Anthropic Leaks Mythos: Top Claude Amid Cyber Risks
Anthropic's leaked Mythos model tops Opus in reasoning/coding/cyber; Meta's Tribe V2 predicts brain activity from media; Gwen Claw self-evolves for tasks; Alibaba's C950 CPU boosts agent inference 30%.
Mythos Exposes Claude's Next Tier and Cyber Threats
Anthropic's accidental leak of ~3,000 assets revealed Claude Mythos (internal: Capiara), a new model tier above Opus, Haiku, and Sonnet. Already trained, it's in early access for organizations, delivering step-change gains in reasoning, coding, and cybersecurity—Anthropic's most capable system yet. High compute costs delay public release. Key risk: superior cyber skills enable faster vulnerability exploits than patches, based on real incidents like a Chinese state-linked group using Claude to hit 30 organizations (tech, finance, government) over 10 days. Strategy: limit to cyber teams for defense prep, plus enterprise events like a UK CEO retreat with policymakers. Trade-off: power boosts attacks, demanding controlled rollout over broad access.
Tribe V2 Predicts Brain Responses Across Modalities
Meta's Tribe V2 unifies video/audio/text to forecast fMRI brain activity, trained on 451.6 hours from 25 people (movies, podcasts, videos) and evaluated on 1,117.7 hours from 720. It models 20,484 cortical points and 882 subcortical voxels over 100-second windows, using Llama 3.2 3B (text), V-JEPA 2 Giant (video), and Wav2Vec 2.0 (audio) via transformers. Beats prior methods; zero-shot on new subjects hits group correlation ~0.4 on Human Connectome 7T (2x median real data). One-hour fine-tune per new user yields 2-4x better than linear models. Applications: in-silico experiments recover brain landmarks (e.g., fusiform face area, PPA for places, Broca's for language); final layer self-organizes into auditory/language/motion/default/visual networks. Impact: simulates experiments cheaper/faster than real fMRI.

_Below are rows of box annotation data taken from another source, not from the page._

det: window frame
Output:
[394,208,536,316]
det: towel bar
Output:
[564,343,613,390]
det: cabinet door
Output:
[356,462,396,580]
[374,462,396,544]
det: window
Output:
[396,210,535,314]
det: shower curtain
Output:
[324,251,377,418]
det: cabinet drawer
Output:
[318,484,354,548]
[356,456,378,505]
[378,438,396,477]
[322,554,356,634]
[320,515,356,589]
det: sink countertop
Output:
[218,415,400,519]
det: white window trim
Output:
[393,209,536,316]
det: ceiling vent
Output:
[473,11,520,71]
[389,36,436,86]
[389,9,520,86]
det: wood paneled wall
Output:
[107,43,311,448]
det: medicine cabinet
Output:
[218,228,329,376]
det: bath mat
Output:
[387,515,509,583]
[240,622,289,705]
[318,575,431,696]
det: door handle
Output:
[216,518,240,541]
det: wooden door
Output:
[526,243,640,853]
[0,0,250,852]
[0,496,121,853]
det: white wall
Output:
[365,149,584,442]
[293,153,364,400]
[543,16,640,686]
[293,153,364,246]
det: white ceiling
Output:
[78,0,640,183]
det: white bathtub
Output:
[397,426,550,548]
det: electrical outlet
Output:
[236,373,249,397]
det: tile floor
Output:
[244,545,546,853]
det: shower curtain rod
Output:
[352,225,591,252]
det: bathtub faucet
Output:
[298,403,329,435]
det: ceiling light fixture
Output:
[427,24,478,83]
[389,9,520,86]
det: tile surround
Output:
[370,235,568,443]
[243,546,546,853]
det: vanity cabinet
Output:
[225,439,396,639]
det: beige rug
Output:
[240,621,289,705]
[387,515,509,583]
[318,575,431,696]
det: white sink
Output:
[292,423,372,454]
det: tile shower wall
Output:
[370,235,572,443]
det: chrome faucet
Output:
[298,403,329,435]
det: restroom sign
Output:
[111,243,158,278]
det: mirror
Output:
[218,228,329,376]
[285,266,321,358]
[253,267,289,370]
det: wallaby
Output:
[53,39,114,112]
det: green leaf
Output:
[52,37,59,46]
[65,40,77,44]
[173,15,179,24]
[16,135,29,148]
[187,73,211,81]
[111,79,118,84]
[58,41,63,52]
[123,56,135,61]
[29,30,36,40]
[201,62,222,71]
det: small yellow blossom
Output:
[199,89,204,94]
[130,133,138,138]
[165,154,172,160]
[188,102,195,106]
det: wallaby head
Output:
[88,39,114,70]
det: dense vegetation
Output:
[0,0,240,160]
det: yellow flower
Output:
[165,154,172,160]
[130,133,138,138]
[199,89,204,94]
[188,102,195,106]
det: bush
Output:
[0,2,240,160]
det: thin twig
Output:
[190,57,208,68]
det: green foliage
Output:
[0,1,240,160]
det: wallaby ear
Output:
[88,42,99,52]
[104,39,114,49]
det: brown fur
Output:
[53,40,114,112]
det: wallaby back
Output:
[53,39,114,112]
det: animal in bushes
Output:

Gwen Claw Evolves for Reliable Task Execution
Gwen Claw agent fixes agent failures in dynamic tasks (e.g., iterative Excel edits) via 3-layer memory: stable identity (broad context), long-term background (history), dynamic trajectory (live state). Context slimming prunes junk to cut token costs and stabilize long runs. Runs in real local browsers (cookies/logins intact) vs. isolated demos. Self-evolution loop: log failures/feedback, analyze roots, optimize for retries—improves over use, not fixed post-launch. Integrates with Huawei Celia, Telegram, WhatsApp; supports private deploys. Outcome: handles pauses/reorders/inserts without resets, bridging chat smarts to production execution.
Alibaba C950 CPU Targets Agent Inference
Alibaba's RISC-V-based SchwanC950 CPU optimizes multi-step agent inference (sequential workloads) over GPU training focus, claiming 30%+ gains vs. mainstream via customization. For data centers, not direct sales—bolsters Alibaba Cloud amid US chip curbs. Builds on T-Head's XuanTie C910; enhances supply chain control/cost resilience without royalties (vs. ARM). Value: sustains agent services under hardware constraints.